Ainsi la vérité n'est jamais contemplation pure. La seule évidence qui puisse toucher notre intelligence touche aussi notre volonté : elle exprime un ordre qui doit être à la fois perçu et aimé. Il nous invite à agir ; et il suffit de le découvrir pour qu'il nous semble l'avoir créé et être intéressé à le maintenir. Autrement la connaissance est séparée de la vie, elle donne à l'homme une vérité séparée que la vie tourne en dérision dès la première rencontre.

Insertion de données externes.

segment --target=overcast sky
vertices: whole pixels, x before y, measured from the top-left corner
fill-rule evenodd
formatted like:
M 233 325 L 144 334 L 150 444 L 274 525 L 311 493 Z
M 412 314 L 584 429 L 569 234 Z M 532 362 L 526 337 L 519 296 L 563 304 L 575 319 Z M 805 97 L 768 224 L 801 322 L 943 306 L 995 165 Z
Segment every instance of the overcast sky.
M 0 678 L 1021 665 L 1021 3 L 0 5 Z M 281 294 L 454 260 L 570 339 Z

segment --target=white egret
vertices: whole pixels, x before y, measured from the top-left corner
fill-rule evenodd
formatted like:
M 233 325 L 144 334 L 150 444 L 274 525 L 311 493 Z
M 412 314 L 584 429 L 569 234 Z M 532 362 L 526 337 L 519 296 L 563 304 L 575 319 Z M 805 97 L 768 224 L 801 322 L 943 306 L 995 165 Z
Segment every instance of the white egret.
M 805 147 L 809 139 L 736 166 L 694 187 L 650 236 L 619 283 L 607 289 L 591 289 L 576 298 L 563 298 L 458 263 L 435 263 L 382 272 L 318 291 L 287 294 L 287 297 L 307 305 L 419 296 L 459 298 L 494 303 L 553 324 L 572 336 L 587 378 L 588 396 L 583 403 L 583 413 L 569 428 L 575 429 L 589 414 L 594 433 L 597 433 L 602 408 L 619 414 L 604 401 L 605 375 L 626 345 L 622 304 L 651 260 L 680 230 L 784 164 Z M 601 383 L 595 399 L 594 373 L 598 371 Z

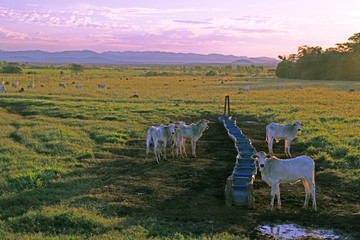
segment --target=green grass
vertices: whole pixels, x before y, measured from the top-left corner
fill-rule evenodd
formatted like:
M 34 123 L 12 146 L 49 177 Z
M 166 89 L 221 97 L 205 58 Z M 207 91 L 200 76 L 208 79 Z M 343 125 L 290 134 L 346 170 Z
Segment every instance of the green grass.
M 94 166 L 114 158 L 114 149 L 126 148 L 129 140 L 144 140 L 151 125 L 220 116 L 225 95 L 230 95 L 235 117 L 301 121 L 305 126 L 294 141 L 322 167 L 319 176 L 360 190 L 360 95 L 348 92 L 360 90 L 358 82 L 136 74 L 126 80 L 123 74 L 86 71 L 60 76 L 41 70 L 36 75 L 2 76 L 10 83 L 18 80 L 24 88 L 34 81 L 35 88 L 19 93 L 19 88 L 7 86 L 8 93 L 0 93 L 0 236 L 209 239 L 208 232 L 189 235 L 176 223 L 105 216 L 95 200 L 93 205 L 74 202 L 99 187 Z M 60 82 L 65 89 L 58 87 Z M 83 89 L 75 89 L 73 82 Z M 298 83 L 304 89 L 295 89 Z M 279 90 L 282 84 L 286 88 Z M 247 85 L 253 86 L 250 92 L 239 91 Z M 132 98 L 134 94 L 139 98 Z M 243 238 L 217 233 L 213 239 Z

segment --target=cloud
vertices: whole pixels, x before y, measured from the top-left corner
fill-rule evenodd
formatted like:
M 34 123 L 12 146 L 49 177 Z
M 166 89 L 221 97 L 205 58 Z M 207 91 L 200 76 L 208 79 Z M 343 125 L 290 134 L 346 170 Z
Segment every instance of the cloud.
M 13 40 L 26 40 L 30 39 L 30 36 L 26 33 L 15 32 L 11 30 L 7 30 L 0 27 L 0 35 L 5 38 L 13 39 Z

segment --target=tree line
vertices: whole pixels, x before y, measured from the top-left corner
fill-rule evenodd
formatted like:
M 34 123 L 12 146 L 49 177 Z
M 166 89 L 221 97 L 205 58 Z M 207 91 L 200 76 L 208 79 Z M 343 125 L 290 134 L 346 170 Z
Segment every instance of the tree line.
M 297 54 L 279 58 L 275 74 L 280 78 L 360 80 L 360 33 L 333 48 L 304 45 Z

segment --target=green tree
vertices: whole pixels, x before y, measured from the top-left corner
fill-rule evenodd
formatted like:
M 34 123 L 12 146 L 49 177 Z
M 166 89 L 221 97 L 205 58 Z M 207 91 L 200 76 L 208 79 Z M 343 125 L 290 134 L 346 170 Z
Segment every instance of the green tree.
M 2 67 L 0 70 L 1 73 L 22 73 L 22 69 L 18 66 L 7 65 Z
M 81 64 L 71 63 L 71 64 L 69 64 L 69 69 L 71 72 L 78 74 L 79 72 L 83 72 L 85 67 Z

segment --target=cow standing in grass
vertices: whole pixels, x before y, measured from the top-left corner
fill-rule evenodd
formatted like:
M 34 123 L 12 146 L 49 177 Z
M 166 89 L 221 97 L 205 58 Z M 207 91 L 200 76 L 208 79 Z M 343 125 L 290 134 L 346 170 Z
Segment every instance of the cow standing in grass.
M 192 145 L 192 154 L 196 157 L 196 141 L 202 136 L 203 132 L 209 128 L 209 121 L 202 119 L 197 123 L 193 123 L 190 125 L 179 126 L 179 129 L 176 131 L 177 137 L 177 147 L 180 152 L 180 156 L 183 157 L 183 154 L 187 157 L 185 151 L 185 139 L 191 139 Z
M 299 121 L 293 124 L 281 125 L 277 123 L 269 123 L 266 126 L 266 142 L 268 143 L 269 153 L 273 153 L 273 142 L 279 142 L 280 139 L 285 139 L 285 154 L 291 157 L 290 154 L 290 142 L 293 140 L 298 132 L 301 131 L 302 123 Z
M 261 178 L 271 186 L 270 210 L 274 207 L 275 195 L 278 200 L 278 208 L 281 209 L 280 201 L 280 183 L 290 182 L 297 183 L 302 181 L 305 188 L 304 208 L 309 203 L 309 195 L 312 196 L 312 208 L 316 211 L 315 198 L 315 163 L 311 158 L 301 156 L 291 159 L 278 159 L 271 157 L 265 152 L 258 152 L 253 155 L 259 163 Z
M 156 162 L 160 163 L 161 145 L 163 148 L 164 160 L 166 160 L 166 145 L 169 141 L 171 143 L 176 128 L 177 126 L 175 126 L 175 124 L 169 123 L 167 125 L 152 126 L 147 130 L 145 163 L 148 162 L 149 148 L 151 143 L 154 144 Z

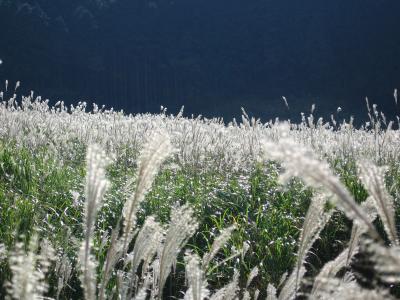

Il y a une connaissance qui est une servitude de l'esprit à l'égard de l'objet. Il y en a une autre qui délivre l'objet de son inertie et le hausse jusqu'à la dignité de l'esprit : au lieu d'être un poids pour l'esprit, elle lui donne un mouvement plus subtil ; elle met en jeu toutes les puissances de la conscience et réalise son unité. Dans ce sommet où elle nous établit, ce n'est pas seulement la différence entre l'esprit de finesse et l'esprit de géométrie qui se trouve abolie et dépassée, mais aussi la différence entre la pensée et le vouloir.
La véritable ambition de la connaissance ne peut pas être de dominer la matière : la connaissance n'est pas au service du corps. Il y a en elle une forme d'action infiniment plus subtile : par elle l'esprit agit sur lui-même et sur tous les esprits. Car tous les hommes contemplent la même vérité ; ils reçoivent tous la même lumière, qui les rend capables d'entrer en communication les uns avec les autres et de créer entre eux un accord spirituel dont le monde est l'instrument et Dieu le témoin. Nous ne pouvons aimer la vérité que parce que nous aimons tous les êtres et que c'est elle qui les unit.